Recently I have been doing specific structured workouts to do with cadence, hill repeats and VO2 intervals. I aim to train for 9-12 hours a week on my bike. One rest day which is usually on a Sunday. At least once a week I try to mix things up with a spot of cross-training. So, that can be anything from Yoga to running to stretching exercises.
Why the 312? Have you entered other sportives before? What about the 312 appealed to you?
I completed the Dragon Devil ride last year in Wales, so I was looking for the next challenge. Moreover, I wanted to do another endurance event but in warmer conditions!
Have you studied the route, and built any of it into training rides?
I have been going on cycling trips to Majorca for the last 4 years, so I know quite a lot of the route already. It’s hard to train for some of the bigger climbs as we just don’t get the elevation and length of climbs here in the south east of England.
What do you think will be the toughest element? The climbs? The heat?

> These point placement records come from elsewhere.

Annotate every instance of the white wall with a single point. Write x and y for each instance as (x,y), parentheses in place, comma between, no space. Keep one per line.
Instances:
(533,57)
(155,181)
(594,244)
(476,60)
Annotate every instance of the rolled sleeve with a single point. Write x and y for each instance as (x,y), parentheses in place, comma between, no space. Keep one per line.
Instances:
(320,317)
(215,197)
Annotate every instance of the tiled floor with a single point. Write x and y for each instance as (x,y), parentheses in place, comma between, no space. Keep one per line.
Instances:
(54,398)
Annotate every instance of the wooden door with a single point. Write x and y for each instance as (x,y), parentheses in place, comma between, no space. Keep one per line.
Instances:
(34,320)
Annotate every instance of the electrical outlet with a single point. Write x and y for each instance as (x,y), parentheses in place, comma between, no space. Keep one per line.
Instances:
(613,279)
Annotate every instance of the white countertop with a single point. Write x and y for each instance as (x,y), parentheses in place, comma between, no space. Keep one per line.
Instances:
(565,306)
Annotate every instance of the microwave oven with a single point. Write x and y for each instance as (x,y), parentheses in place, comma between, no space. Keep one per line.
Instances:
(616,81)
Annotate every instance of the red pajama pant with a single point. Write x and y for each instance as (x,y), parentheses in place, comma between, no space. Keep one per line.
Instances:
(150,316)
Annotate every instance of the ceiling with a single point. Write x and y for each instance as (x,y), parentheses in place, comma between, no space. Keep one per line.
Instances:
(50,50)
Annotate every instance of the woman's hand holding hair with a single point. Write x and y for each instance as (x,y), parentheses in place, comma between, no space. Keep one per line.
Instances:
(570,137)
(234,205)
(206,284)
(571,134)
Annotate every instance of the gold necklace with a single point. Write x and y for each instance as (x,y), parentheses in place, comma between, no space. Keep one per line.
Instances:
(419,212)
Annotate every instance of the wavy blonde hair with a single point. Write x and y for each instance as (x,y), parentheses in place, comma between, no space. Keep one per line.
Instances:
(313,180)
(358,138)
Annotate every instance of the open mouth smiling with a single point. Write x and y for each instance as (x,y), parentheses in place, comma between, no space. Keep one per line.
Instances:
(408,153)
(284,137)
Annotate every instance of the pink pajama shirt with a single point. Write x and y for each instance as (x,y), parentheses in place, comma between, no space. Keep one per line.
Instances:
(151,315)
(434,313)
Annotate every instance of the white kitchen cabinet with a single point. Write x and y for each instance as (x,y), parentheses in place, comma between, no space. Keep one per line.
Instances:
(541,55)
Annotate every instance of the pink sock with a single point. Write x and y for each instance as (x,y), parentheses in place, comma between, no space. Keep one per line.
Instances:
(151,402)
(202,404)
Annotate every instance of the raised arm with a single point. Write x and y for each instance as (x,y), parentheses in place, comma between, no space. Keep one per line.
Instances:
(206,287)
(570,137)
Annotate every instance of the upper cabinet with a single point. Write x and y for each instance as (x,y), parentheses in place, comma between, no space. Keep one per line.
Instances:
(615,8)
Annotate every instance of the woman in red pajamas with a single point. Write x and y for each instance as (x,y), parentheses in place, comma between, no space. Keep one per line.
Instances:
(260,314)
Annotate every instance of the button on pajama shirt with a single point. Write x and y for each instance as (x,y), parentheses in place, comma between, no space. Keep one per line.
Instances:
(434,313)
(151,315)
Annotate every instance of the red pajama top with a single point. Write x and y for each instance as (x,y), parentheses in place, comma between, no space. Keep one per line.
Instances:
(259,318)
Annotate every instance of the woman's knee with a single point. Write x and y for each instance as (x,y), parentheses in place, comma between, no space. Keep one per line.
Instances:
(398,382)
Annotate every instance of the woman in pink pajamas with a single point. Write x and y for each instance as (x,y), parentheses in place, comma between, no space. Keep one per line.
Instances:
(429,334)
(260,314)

The heat will definitely be a factor. My fluid intake regime will probably need to be flexible as dehydration and cramp can rear their ugly heads.
How to you warm down/treat your body post-race?
Rest. Rest. Rest. And then a couple of beers. No, seriously you need to get some protein in you and keep drinking fluids and maybe a few stretches. I will probably go for a gentle spin out a day or so after the event. After that maybe take a week off and then start a new training program for the Velo South.